“Harvard Unleashes Humongous AI Training Dataset, Where OpenAI and Microsoft Foot the Bill, At Zero Cost to You!”
“Harvard Is Releasing a Massive Free AI Training Dataset Funded by OpenAI and Microsoft”
“Microsoft and OpenAI created a large-scale dataset to teach AI systems language ‘understanding.’ To do that, they scraped information from much of the internet. But in doing so, they ingested substantial amounts of copyrighted information, including, it turns out, some 136,000 pieces of text from the Harvard Crimson.”
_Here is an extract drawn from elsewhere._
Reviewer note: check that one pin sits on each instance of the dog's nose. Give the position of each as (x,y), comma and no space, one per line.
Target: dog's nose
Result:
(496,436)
Ah! The delightful marriage of tech giants Microsoft and OpenAI! You know, the ones who cooked up a gigantic dataset in the name of teaching artificial intelligence to ‘comprehend’ human language. The method was fairly simple: just make a virtual run on most of the internet. Although, it does seem like they accidentally stomped over a sea of copyrighted content in the thrilling race to gather data. Among the collateral we find about 136,000 tidbits from Harvard Crimson. Oops!
The publisher of Harvard Crimson, by the way, was pleasantly surprised to see their precious content comfortably residing in the dataset. Surprised in the “Hey, don’t I know you from somewhere?” manner! To quote them, “It’s as if they held a mirror up to the internet and our websites just happened to be reflected.” Quite poetic, eh?
Now, by the generous ethos of OpenAI, this dataset, adorably christened ‘GPT-3’, is publicly available. Not without certain restrictions, of course! So folks, do not rush for a joyous download spree imagining you would suddenly own the internet. Fair play, Microsoft and OpenAI. Keeping the commons to the commoners.
Here’s the cherry on top – the GPT-3, as it turns out, isn’t as impeccable as it touted to be. So brace yourself. To the delight of all the fans waving their ‘Tech Will Not Overcome Human Intelligence’ banners, GPT-3 has its limitations. It fails to discern facts from fiction, occasionally produces biased content and, heaven forbid, even promotes dangerous behaviour.
Tailor-made for this fast-paced digital era, isn’t it? Another manifestation of – if you’re going to err, do it at scale. Stellar work, OpenAI and Microsoft! The world thanks you for this enlightening revelation: with great data, comes great responsibility. And a higher probability of blunders, just to keep things amusing. Let’s not forget some outraged Harvard Crimson editors in the package. Well done, Artificial Intelligence. Well done, indeed.